In "Remembrance," a woman is presented in a costume and accoutrements that evoke
her African forbears: patterns in tan and black, a skirt cut seductively at the midriff and thigh,
and a traditional hairstyle of cornrows dropping to her shoulder. Her expression is forthright,
amused and approachable in the presence of her doll. This work may be compared and
contrasted to "Distant Thoughts," in which a seductive Asian woman leans back on a simple pile
of storage boxes. Looking sideways through half-lidded eyes, the subject signals the muted
possibility of dream and seduction in the presence of her doll. Her tight red dress and sultry
come-hither look recall Anna May Wong, the classic Chinese-American screen siren of the
1930s. Despite the traditional Chinese association of red with good fortune, it is perhaps a
touch of Hollywood glamour that the doll’s clothing color matches her own.

Each model assumes a pose dictated not only by formal logic, but by a dramatic persona as
well. Rada plays the eroticism of his subjects, having them stand or recline in positions that are
replete with multiple meanings. In "Meditation," a woman sits on the floor, legs splayed dynamically; in "In Half Space," a model seated in a chair folds her legs demurely. Rada undercuts simple voyeurism by holding on to the essential human truth of his psychological premise: Woman
relates to doll, which immures the male gaze and turns vision to empathy and identification.
He also consciously uses women of various races and ethnicities to communicate universality.
All adults have left the reassurances of childhood behind, if they ever experienced them at
all. What remains is the anxiety of adulthood and a pile of old toys presented as the nature
of psychological individuation. The significance of the doll lingers in our consciousness as the
paintings progress. They become metaphors for past choices no longer actively remembered
but still affecting our lives as the remnants of unfulfilled dreams.

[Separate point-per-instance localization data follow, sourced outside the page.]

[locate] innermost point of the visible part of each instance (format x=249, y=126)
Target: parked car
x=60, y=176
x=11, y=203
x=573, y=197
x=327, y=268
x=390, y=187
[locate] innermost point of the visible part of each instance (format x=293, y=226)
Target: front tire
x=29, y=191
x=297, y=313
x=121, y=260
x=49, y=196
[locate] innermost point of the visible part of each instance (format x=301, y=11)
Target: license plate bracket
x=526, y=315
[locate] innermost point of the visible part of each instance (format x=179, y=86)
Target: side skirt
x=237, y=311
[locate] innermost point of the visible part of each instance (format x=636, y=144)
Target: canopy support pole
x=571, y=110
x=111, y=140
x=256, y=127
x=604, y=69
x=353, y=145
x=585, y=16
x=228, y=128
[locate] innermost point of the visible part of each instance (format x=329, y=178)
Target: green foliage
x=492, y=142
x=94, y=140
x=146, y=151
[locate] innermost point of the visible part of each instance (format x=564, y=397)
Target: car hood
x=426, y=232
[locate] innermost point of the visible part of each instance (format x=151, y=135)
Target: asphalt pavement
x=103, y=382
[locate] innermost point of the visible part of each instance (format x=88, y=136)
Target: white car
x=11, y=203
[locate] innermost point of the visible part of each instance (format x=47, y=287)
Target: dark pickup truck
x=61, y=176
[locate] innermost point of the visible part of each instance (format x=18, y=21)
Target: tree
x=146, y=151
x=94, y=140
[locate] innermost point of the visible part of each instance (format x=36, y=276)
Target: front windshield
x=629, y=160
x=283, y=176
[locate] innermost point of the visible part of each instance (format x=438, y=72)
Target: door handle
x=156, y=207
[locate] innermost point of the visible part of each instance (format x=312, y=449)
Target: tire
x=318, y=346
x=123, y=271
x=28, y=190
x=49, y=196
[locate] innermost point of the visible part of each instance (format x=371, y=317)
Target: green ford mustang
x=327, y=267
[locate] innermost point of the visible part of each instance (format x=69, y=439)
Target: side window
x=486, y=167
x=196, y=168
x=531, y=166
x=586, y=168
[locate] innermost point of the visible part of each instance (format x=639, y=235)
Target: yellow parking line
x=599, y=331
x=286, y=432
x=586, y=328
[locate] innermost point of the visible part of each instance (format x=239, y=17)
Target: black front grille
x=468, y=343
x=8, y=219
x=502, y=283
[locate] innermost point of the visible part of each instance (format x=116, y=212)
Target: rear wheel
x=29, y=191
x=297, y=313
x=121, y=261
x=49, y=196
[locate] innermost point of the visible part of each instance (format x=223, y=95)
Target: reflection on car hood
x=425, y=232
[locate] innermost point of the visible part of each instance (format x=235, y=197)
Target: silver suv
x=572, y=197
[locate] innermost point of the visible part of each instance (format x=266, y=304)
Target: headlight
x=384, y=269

The Victorians Thomas Dewing and Lawrence Alma Tadema depicted women as exaggerated
symbols, often externalizing simple states of mind. Yet these artists also enmeshed their
figures in contemporaneous and complex ideas of beauty and sexuality. As Rada updated
these conventions, his double meanings created a modern sense of ambiguity, intruding upon
our own voyeurism and stressing subtle forms of self-confrontation. Painterly technique is
paramount in this regard, because control constitutes an essential part of the series. Rada
avoided reflected impressionist color: his painted forms are cast in silvery penumbral light that envelops the described bodies in pools of umber or ultramarine shadow. The richness of
grisaille is deepened by the yellow silk of In Half Space and the bold patterning of Remembrance.
We are in a land of the fragmentary, where the past can never be reclaimed and the perception
of threat is merely the projection of our own impulses. Offering riveting focal points and
lush descriptions, “Random Thoughts” revels in the problems of the modern world even as it
adheres to the constraints of the figurative tradition.

About the Artist:
George Rada was known to have a serious yet playful nature projecting a lightness of spirit that
subtly changed the people around him. He was president of Artists Talk on Art, an organization dedicated to aesthetic discussion. His conversations with fellow artists and art lovers were often thematic, linking the role of the figure in contemporary art, the language of the Old Masters, and the future of art in general. His ideas were a reflection of his life, embodying a diversity that younger artists cannot match. He served as a captain in the United States Army Artillery, shipped out as a commercial sailor to the Caribbean and South America, studied at the Art Student’s League, and became an art director for a trade publication and then a commissioned portrait painter. He held a degree in classical studies and eventually worked as a consulting educator for the New York City Board of Education.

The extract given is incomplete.